Amazingly Warm for January
Four degrees. The snow is old,
becoming dirty over time, no fresh snowfall
to keep it pristine, Underneath
there is a layer of ice, hidden, deadly
if you are not mindful when you walk.
Look across the fields you see tracks.
Coyote. Deer Turkey, Something else
you don’t recognize, showing your city roots
even after all these years.
You remember your father.
His dislike of all things Northern.
A knee jerk born of time and place
that never held water. Our cousins
from Spanish Harlem were his favorites,
But still, he bitched when you came here,
sure I was entering the gates of hell,
I remember his first, and only trip here.
He was declining then, memory fading
but somehow still able to drive the day’s journey
from Virginia to Vermont. I remember
his surprise at the fields of tall corn,
so like the Surry County fields he grew up in.
I remember his lingering
in the small grey church on the corner
with its paneled walls and gothic arches.

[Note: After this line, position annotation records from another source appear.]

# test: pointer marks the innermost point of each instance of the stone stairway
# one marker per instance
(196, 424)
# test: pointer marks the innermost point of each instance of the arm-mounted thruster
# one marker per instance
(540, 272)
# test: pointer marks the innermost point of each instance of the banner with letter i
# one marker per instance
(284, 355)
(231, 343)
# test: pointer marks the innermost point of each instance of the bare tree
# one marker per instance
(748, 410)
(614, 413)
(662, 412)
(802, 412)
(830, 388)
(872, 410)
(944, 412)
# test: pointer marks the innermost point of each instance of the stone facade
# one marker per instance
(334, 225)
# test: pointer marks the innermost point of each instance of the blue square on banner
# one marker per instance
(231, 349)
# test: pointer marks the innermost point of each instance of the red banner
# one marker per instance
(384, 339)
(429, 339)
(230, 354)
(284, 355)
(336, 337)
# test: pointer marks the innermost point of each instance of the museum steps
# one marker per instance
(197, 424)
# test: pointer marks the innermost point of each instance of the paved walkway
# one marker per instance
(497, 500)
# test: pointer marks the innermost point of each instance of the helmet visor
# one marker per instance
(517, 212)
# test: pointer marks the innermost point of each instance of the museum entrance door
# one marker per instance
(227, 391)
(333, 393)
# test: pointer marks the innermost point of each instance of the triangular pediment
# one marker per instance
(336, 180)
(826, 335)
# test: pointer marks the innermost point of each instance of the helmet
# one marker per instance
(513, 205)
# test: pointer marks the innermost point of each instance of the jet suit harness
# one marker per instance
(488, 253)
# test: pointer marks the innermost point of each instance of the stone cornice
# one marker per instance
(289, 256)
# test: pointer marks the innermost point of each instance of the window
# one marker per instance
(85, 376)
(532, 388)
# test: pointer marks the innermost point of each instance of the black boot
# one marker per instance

Intimate, like his (and my!) childhood chapel.
His eyes were misty. And for once,
it was not the encroaching dementia, but memory.
The next time I would see him, he would be complaining again,
the tropes of his younger years all he could remember.
You blink. Your eyes watering in the cold.
At the time you came, it was for love,
a love that failed and left you here.
And here you stayed. Amazed that you found
love of a different kind here. Amazed
that you, with your wandering spirit, have stayed,
that you become part of the rocky soil,
that you have buried your pain here. Your sorrow.
Your hopes betrayed and lost dreams, happy as you drive
through the snow-covered fields, for the new crops
you know lie just beneath the thin sheen of snow.
It is time to stop your gazing,
time to work. amazingly warm for January.
About this poem.
Simply a poem of gratitude. The picture was taken just up the road from me. And it really is 4 degrees right now.